Trump slaps rising fees on Chinese ships at American docks

The Trump administration just threw a wrench into the gears of global shipping. Not with a dramatic speech, not with sanctions on goods, but with something far more surgical and long-term. Starting now, Chinese-built and Chinese-operated vessels docking in American ports are getting hit with new fees. These are not symbolic charges meant to rattle headlines. They are targeted tolls, designed to change the direction of global trade.

For decades, China has eaten the world’s lunch in shipbuilding. Over 75 percent of the global commercial fleet is Chinese-built. That’s not an accident. It’s the result of years of heavy subsidies, cheap steel, near-slave labor costs, and aggressive industrial policy. Meanwhile, America’s shipyards have rusted away, reduced to Navy contracts and nostalgia.

The new policy starts with $50 per net ton for Chinese-operated ships. That rate is set to nearly triple to $140 by 2028. Even ships not operated by Chinese firms will feel the bite if they’re made in Chinese shipyards. Those will see a fee starting at $18 per net ton, rising to $33. No vessel will be charged more than five times a year, but over time, that adds up. It’s a financial slow bleed intended to shift behavior over years, not weeks.

Critics will call this protectionism. That’s the point. You cannot rebuild an industry if your ports are flooded with foreign steel and foreign ships carrying foreign goods, all operating under a model that never cared about fairness. For too long, America has outsourced not only its goods but its ability to move those goods. The result? A fragile supply chain held together by foreign-built infrastructure. If China shuts the valve, we choke.

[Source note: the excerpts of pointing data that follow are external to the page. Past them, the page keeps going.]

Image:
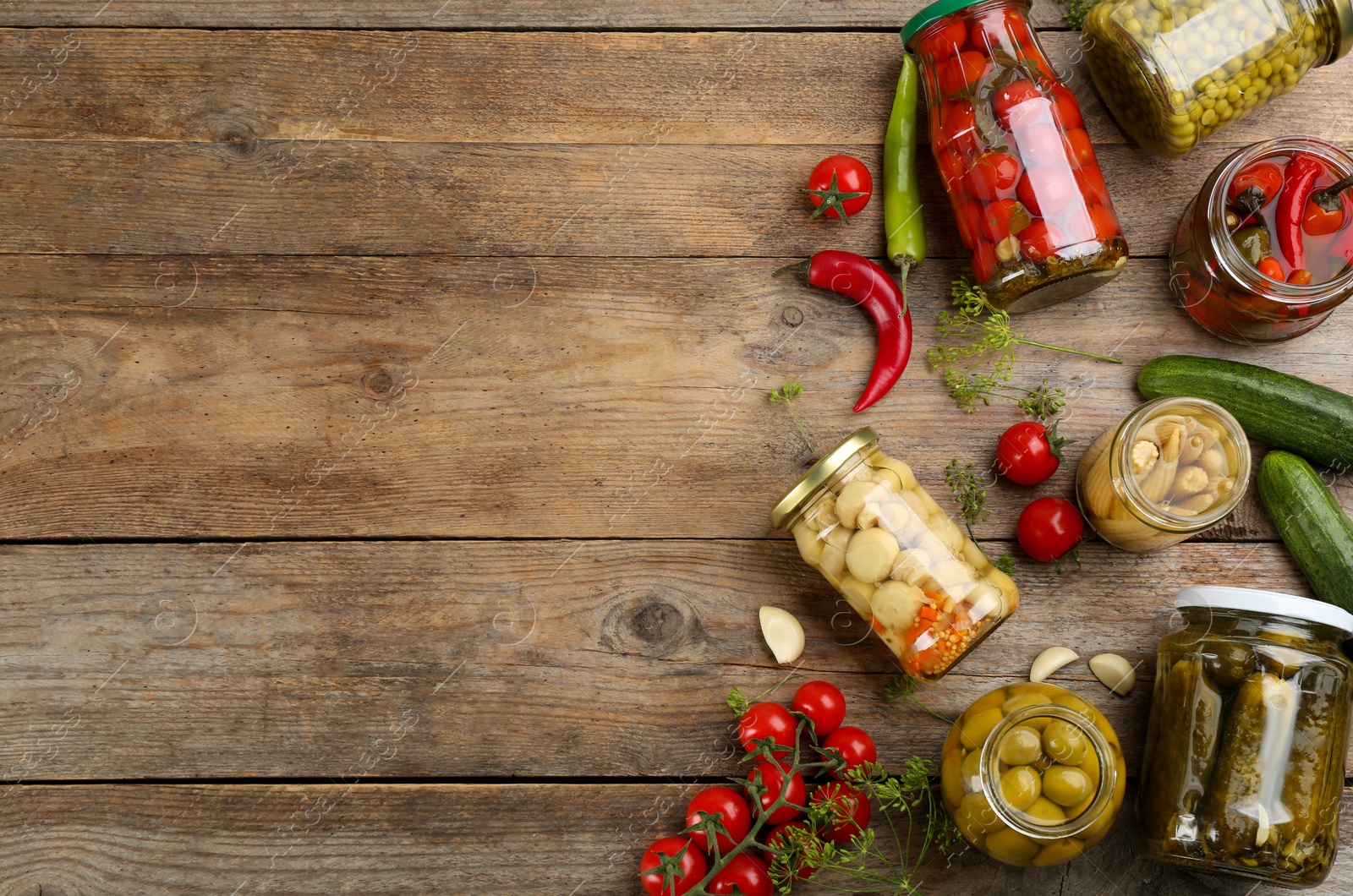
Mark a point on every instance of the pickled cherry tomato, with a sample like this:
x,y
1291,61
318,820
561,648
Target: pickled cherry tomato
x,y
1066,110
1079,148
994,173
1041,240
958,126
984,261
1012,95
961,72
946,41
969,218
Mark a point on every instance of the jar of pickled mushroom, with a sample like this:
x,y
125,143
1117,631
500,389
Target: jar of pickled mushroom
x,y
1012,152
904,566
1174,72
1244,765
1172,468
1033,774
1265,249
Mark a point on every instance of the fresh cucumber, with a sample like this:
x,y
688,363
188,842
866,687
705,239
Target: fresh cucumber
x,y
1312,526
1285,412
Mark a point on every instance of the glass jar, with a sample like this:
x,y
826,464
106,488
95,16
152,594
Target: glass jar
x,y
1012,152
1222,290
1172,468
876,535
1174,72
1244,763
1033,774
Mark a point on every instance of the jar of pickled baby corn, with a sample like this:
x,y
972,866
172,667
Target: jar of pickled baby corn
x,y
1176,71
904,566
1033,774
1172,468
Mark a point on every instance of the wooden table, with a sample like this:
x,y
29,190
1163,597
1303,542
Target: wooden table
x,y
386,447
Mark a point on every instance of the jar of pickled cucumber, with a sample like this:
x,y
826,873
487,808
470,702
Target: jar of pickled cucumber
x,y
1176,71
1244,763
1033,774
904,566
1172,468
1222,243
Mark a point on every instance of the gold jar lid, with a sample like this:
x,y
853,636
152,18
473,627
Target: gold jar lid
x,y
819,474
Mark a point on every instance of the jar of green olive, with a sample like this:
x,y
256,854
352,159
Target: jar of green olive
x,y
1033,774
895,556
1249,727
1176,71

There are carveouts. Bulk carriers hauling American coal and grain are exempt. Same for ships moving goods to and from the Great Lakes, the Caribbean, and U.S. territories. These are strategic, not loopholes. You do not cut your own arteries while trying to recover from shock.

For operators willing to place orders with U.S. shipyards, the administration is offering something rare: flexibility. Order American and you get a waiver. There is even a three-year grace period for delivery. That gives domestic builders time to gear up, and buyers time to make the switch.

This is not just trade policy. It’s an industrial revival plan hidden in plain sight. By raising the cost of relying on China’s shipyards, the administration is creating an artificial market signal to bring shipbuilding home. The same country that once built the Liberty ships in record time now imports the vessels that carry its own imports. That has to change.